— Проходите! — с кислой улыбкой пригласил лысый и подал плотную руку: — Киреев. Чем могу служить?
— Мартыненко, — отрекомендовался Матвей Алексеевич. — Приехал за медикаментами.
— Так, — сказал Киреев, усаживаясь за стол, заваленный бумагами и свертками. Внимательно прочитав мандат, выданный фельдшеру Мартыненко в Хабаровске, он небрежно сложил бумагу и вернул ее обратно.
— Были от вас. Говорил им русским языком: придется подождать. Сейчас у нас нет в наличии ничего из того, что вы просите. — И решительно пристукнул ладонью по столу. — Вот так!
Матвей Алексеевич опешил.
— Но я не могу ждать, понимаете вы! Не могу! Люди у меня...

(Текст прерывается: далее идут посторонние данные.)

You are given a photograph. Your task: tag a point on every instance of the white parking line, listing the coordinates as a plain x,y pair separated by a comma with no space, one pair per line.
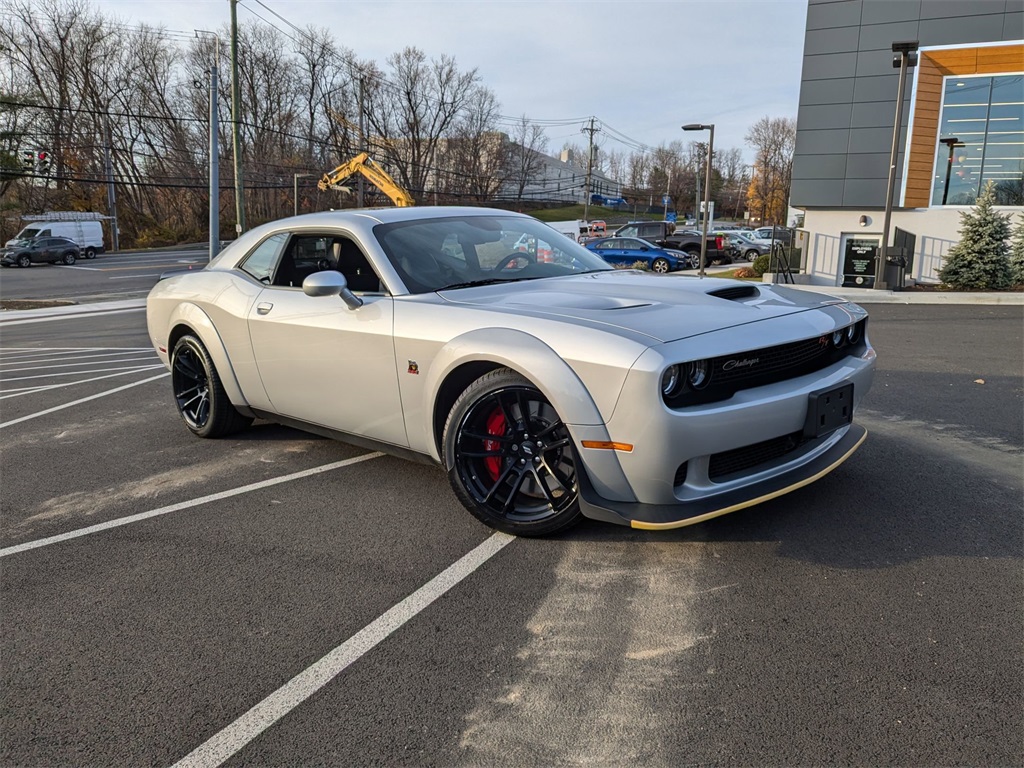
183,505
70,373
19,391
87,359
84,399
293,693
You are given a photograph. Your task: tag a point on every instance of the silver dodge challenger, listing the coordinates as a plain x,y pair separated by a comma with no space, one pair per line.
547,384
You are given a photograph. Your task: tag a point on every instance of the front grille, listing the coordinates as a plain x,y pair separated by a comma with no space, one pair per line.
680,477
738,460
757,368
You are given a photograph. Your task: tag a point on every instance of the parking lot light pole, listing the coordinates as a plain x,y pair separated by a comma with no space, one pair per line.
952,143
295,195
906,57
711,150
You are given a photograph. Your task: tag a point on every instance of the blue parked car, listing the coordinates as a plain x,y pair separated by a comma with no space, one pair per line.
628,251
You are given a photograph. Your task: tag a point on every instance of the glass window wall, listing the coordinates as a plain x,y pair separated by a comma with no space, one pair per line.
985,116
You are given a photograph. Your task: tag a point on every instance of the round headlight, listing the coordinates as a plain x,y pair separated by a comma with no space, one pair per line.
697,374
670,380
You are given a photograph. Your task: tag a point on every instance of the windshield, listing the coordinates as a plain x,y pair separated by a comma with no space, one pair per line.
460,251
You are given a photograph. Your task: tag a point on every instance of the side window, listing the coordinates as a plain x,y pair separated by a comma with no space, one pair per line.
261,262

— Вы не кричите на меня, гражданин, — ледяным тоном сказал Киреев. Его зеленоватые глаза смотрели с плохо скрываемым раздражением. — И там нужны медикаменты и прочее. Надо ждать.

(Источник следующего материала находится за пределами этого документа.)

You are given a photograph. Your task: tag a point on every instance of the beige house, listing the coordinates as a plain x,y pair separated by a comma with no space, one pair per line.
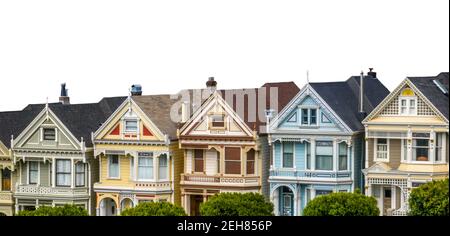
407,141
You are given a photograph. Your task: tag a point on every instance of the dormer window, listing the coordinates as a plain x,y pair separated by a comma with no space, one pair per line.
131,126
49,134
309,116
217,121
408,102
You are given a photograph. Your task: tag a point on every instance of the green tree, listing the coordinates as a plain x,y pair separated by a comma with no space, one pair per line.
236,204
430,199
154,209
66,210
342,204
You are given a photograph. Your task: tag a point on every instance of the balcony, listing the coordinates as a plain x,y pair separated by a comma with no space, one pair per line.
6,197
139,186
310,175
231,181
35,190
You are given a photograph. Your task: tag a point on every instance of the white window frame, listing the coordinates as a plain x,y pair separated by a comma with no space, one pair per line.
126,131
282,157
375,150
167,168
408,105
38,175
108,164
309,108
153,171
305,143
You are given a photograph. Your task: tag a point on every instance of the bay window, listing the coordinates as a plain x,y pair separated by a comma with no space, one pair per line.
113,166
382,149
79,174
251,162
33,172
288,155
233,160
308,155
198,160
324,155
343,156
63,173
145,167
163,167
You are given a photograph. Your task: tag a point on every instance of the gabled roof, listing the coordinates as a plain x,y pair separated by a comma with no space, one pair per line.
343,98
80,119
286,91
432,92
158,108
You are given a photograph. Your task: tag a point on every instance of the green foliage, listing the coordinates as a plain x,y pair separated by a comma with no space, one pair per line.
236,204
342,204
66,210
430,199
154,209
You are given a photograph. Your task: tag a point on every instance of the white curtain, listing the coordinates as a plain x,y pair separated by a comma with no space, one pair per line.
145,168
63,172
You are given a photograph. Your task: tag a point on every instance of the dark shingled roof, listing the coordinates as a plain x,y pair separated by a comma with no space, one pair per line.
80,119
343,98
157,108
286,91
432,91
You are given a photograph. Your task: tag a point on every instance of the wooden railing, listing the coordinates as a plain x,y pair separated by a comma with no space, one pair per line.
222,180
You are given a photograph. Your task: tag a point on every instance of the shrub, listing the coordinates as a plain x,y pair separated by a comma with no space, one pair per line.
430,199
154,209
66,210
342,204
236,204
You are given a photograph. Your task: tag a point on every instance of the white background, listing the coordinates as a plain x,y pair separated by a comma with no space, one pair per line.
101,48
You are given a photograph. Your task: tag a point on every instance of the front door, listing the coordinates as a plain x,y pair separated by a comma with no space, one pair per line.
196,200
387,199
6,180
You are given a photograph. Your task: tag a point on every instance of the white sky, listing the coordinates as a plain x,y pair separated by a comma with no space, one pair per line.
101,48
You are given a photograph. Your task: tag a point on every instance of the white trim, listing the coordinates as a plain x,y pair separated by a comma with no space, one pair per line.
107,166
375,151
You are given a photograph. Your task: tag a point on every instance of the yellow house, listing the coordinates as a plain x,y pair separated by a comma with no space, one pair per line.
138,155
407,141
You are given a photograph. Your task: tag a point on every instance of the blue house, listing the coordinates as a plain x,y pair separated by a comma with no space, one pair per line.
317,141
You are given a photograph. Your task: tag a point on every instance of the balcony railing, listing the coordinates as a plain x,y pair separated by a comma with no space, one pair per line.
6,197
45,190
220,180
310,174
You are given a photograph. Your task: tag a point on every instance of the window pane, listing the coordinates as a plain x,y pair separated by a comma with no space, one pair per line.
304,116
113,166
232,160
324,155
308,155
251,162
145,168
198,160
343,156
288,155
49,134
163,167
313,116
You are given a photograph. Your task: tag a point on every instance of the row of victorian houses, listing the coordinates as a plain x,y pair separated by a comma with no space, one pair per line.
289,144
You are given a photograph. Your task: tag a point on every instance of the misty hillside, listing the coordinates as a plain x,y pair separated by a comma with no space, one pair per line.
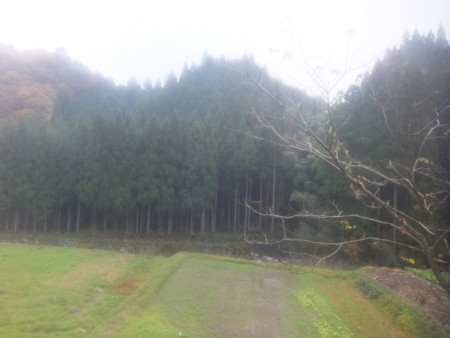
36,82
78,152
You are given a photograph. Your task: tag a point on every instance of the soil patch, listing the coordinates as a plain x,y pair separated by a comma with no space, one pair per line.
427,296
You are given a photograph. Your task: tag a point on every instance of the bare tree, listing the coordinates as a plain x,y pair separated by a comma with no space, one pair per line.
415,172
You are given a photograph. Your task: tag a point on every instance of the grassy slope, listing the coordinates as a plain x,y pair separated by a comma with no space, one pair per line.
50,291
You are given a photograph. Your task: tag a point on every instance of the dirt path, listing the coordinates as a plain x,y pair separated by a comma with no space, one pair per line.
243,302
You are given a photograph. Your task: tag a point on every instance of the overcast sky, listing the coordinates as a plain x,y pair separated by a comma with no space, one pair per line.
149,39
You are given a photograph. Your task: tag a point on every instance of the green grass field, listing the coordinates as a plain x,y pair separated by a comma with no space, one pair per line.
72,292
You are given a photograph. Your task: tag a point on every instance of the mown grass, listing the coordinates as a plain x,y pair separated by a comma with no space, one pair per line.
71,292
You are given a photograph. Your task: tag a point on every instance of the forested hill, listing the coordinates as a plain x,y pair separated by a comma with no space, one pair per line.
168,157
36,82
176,158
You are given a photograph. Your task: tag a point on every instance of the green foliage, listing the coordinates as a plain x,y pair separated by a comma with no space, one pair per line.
428,274
369,288
328,323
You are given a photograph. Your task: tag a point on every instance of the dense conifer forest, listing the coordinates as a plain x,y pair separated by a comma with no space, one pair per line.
78,152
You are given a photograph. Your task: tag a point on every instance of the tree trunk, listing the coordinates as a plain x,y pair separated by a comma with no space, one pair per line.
78,216
260,207
394,235
274,173
235,207
105,220
247,210
148,219
93,217
34,224
58,220
68,219
203,222
434,267
170,224
15,220
7,221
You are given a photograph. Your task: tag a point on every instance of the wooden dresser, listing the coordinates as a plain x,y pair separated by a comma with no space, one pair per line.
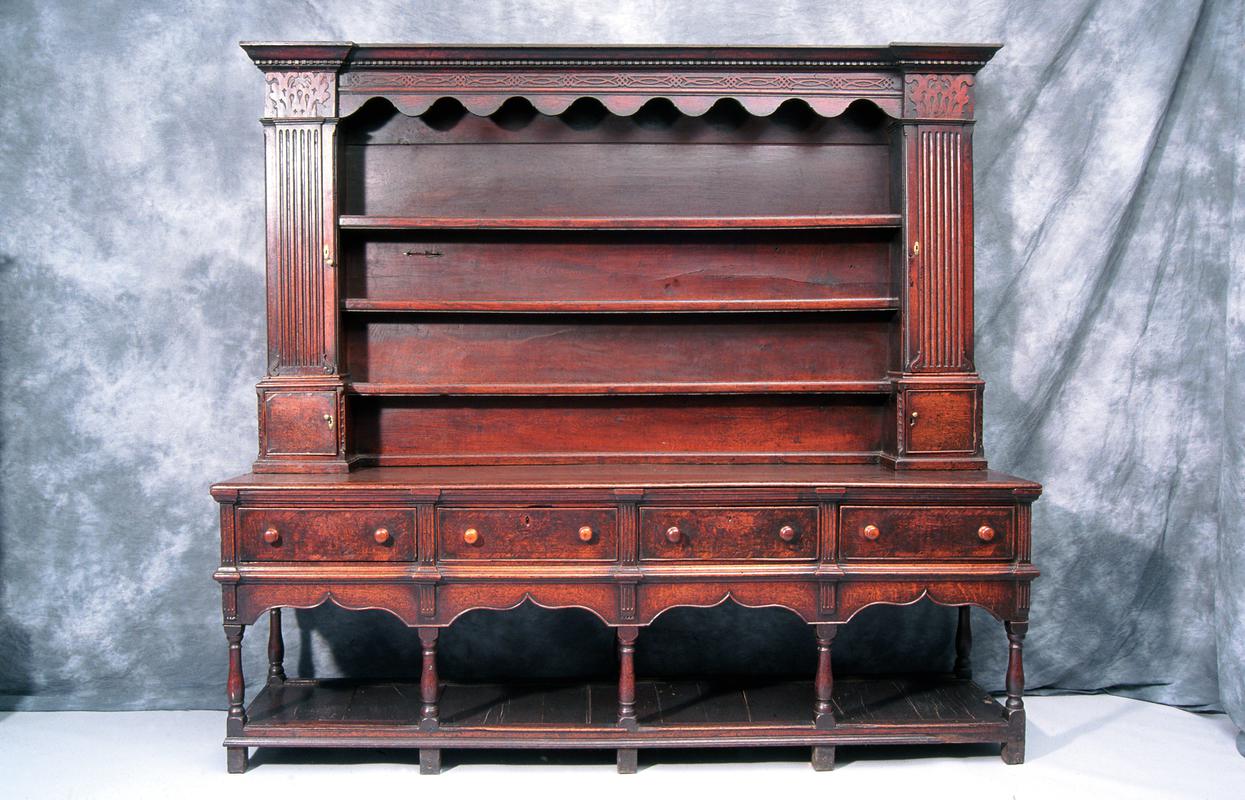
621,329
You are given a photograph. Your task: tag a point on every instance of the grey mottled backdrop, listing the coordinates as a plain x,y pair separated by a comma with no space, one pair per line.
1109,304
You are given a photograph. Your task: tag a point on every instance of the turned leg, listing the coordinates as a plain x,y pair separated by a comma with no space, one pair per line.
430,689
275,647
964,645
628,758
1014,749
235,687
823,691
626,676
430,686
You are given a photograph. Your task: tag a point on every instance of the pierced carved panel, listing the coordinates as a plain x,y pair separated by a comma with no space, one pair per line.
938,96
295,95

— Постойте, как же так, товарищ Киреев... — начал было фельдшер.
— Вы забываетесь... — хмурясь, сказал Киреев.— Пришли в советское учреждение и ведете себя недостойно. Я занят, можете идти.
— Никуда я не уйду, — сдерживая нарастающий гнев, ответил Матвей Алексеевич. — Я отсюда никуда не уйду, пока вы не дадите медикаменты и белье. Вы же интеллигентный человек, Киреев. Вы не можете так поступить. Вот пришел к вам раненый человек, и вы — хотя вам не положено по должности — не отказали ему в помощи. Так ведь?
— Долг требует... — с заметной растерянностью произнес Киреев, быстро взглянув на Матвея Алексеевича.
— Вот видите, долг... Кстати, кто этот раненый, что с ним?
— Пустяки, — махнул рукой Киреев. Судя по кислой улыбке, вопрос Матвея Алексеевича почему-то не понравился ему. — Лесоруб. Суком зашибло. Так медикаменты, говорите?
— И белье, — обрадовался Матвей Алексеевич, почувствовав перемену в его настроении. — Кое-что из хирургических инструментов неплохо бы.
— Вон как, инструментов. Хитры же вы, Мартыненко, — скрипуче рассмеялся Киреев, хотя глаза его оставались настороженными. — Я, конечно, малость погорячился, — продолжал он, сняв очки и протирая стекла платочком. — Но войдите в мое положение. Каждый требует, каждый угрожает, а я что могу сделать? Вы же знаете, что любой золотник лекарства мы привозим из Москвы. Приходится быть прижимистым. Жизнь научила. Ну, вам я что-нибудь устрою. Реестрик у вас с собой?
Матвей Алексеевич подал заранее заготовленный список лекарств и белья. «Совесть заговорила, — с удовлетворением подумал он. — Огрубел на такой работе, но все же человек вполне интеллигентный».
Киреев разрешил получить почти все, что просил Матвей Алексеевич, любезно проводил его до двери, даже осведомился, где он намерен ночевать.
Томившийся в ожидании Иннокентий, узнав, что Матвей Алексеевич выпросил лекарства, обрадовался. Они побывали на складе и под вечер пришли ночевать к секретарю исполкома. Попросив на время в местной больнице инструмент, Матвей Алексеевич ловко вырвал зуб секретарю.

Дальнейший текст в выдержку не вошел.